While we’re seeing most full AI software cost between $20,000 to $80,000 (or more) and much more costly custom solutions, the bulk of AI functionality coming to the market only costs between ~$0 and $15,000 annually. This is because the majority of AI functionality hitting the workplace now is functionality that is added to existing software, which requires less development from the suppliers or their third-party providers.
These add-ons include functionality like chatbots, image recognition capabilities, predictive analytics, machine learning frameworks, model training and refinement, and other embedded functionalities. These lower-complexity developments cost suppliers between $2,000 to $300,000 to develop. AI is so hot on the market right now, that adding them for free or at a low rate is driving sales and suppliers aren’t having to charge for these developments directly, though they are often “restructuring” their prices when the contracts come up for renewal.

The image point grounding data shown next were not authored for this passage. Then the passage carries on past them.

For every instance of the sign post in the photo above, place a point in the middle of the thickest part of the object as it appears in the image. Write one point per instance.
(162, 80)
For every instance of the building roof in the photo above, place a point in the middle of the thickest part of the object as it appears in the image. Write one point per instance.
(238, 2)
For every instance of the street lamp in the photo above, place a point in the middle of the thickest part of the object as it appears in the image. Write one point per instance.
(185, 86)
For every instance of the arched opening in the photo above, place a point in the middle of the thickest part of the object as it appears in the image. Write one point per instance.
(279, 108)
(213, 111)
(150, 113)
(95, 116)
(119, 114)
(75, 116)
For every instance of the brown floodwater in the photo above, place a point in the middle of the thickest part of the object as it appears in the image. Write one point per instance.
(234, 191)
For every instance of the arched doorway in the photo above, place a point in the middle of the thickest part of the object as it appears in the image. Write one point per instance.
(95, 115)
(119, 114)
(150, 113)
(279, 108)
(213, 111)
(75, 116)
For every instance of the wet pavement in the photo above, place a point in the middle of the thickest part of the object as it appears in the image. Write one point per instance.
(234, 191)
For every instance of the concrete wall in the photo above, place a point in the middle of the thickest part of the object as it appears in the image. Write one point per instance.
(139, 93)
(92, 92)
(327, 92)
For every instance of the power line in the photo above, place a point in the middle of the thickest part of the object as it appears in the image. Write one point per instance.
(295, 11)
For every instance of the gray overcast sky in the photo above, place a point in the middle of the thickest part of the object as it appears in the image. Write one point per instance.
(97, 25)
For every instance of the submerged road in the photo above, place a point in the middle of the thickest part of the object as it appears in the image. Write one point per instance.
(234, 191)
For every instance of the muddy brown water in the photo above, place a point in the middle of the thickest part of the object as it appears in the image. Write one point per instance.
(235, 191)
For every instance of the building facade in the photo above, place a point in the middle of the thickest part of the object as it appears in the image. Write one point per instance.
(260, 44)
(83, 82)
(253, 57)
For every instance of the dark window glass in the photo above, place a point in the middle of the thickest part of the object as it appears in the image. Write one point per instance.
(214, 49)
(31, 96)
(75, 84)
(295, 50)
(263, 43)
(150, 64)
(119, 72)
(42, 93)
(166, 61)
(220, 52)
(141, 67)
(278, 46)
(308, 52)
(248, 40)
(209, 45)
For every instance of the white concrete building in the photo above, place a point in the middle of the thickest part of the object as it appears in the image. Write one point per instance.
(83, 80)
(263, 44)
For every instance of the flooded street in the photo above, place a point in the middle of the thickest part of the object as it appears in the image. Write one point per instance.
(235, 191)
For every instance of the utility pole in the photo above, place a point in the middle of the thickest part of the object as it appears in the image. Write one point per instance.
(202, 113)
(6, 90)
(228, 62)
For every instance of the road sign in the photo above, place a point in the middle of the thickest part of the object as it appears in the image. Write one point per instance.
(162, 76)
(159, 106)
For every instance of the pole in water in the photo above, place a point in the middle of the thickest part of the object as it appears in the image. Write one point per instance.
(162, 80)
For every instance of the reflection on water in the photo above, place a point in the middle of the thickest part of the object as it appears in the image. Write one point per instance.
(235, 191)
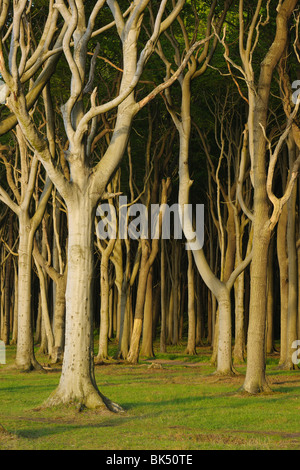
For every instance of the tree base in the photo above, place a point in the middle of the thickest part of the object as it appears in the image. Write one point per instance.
(254, 388)
(32, 365)
(231, 372)
(91, 399)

The thing about AI, though, is that the risk for the business doesn’t match the complexity of the AI development, meaning it doesn’t directly correlate with spend. What’s worse is that the low complexity AI can be even riskier for the business than high complexity AI.
The last two parts of this Series will dive deeper into the risks, but data is the lifeblood of AI, and corporate data is valuable. The data that goes into these low-complexity developments can be just as confidential or important as data that goes into a $500,000 customized solution, but the contracts (and therefore, the risk) aren’t being monitored the same way.
Tail Contracts
You may have thought the earlier example of the $100,000 Tail Spend was laughably low, or you may have thought it was astronomically high because your company is closer to $20,000. The bottom line is that if your company has a Tail Spend amount, it’s probably higher than $15,000.
In these Tail Contracts, suppliers are able to disclaim risk, and these disclaimers fly under the radar because the cost to the business is so low. The low complexity of development doesn’t mean that there is lower-risk data going into the solution.
Unless it’s a highly complex AI software or customized solution (which is currently farther behind in development and not as readily available), it is going to fall under most companies’ Tail Spend and the risk will not be understood or even known, giving the business no chance to manage or mitigate the risk. In Part 1 of Managing the Risk of AI, we said new purchases are usually the most reviewed. However, if Tail Contracts aren’t being reviewed, no protection exists.
The truth is that there isn’t a one-size-fits-all solution to handle the risk of AI. What it comes down to is updating your processes and educating your businesspeople. This Campaign to explain Supplier Governance is the best first step we can offer. We’ll talk more about what the risk really looks like in the rest of this Series, but we want to make one thing crystal clear: Your company’s current risk management process probably isn’t set up to handle AI if it’s based solely on spend.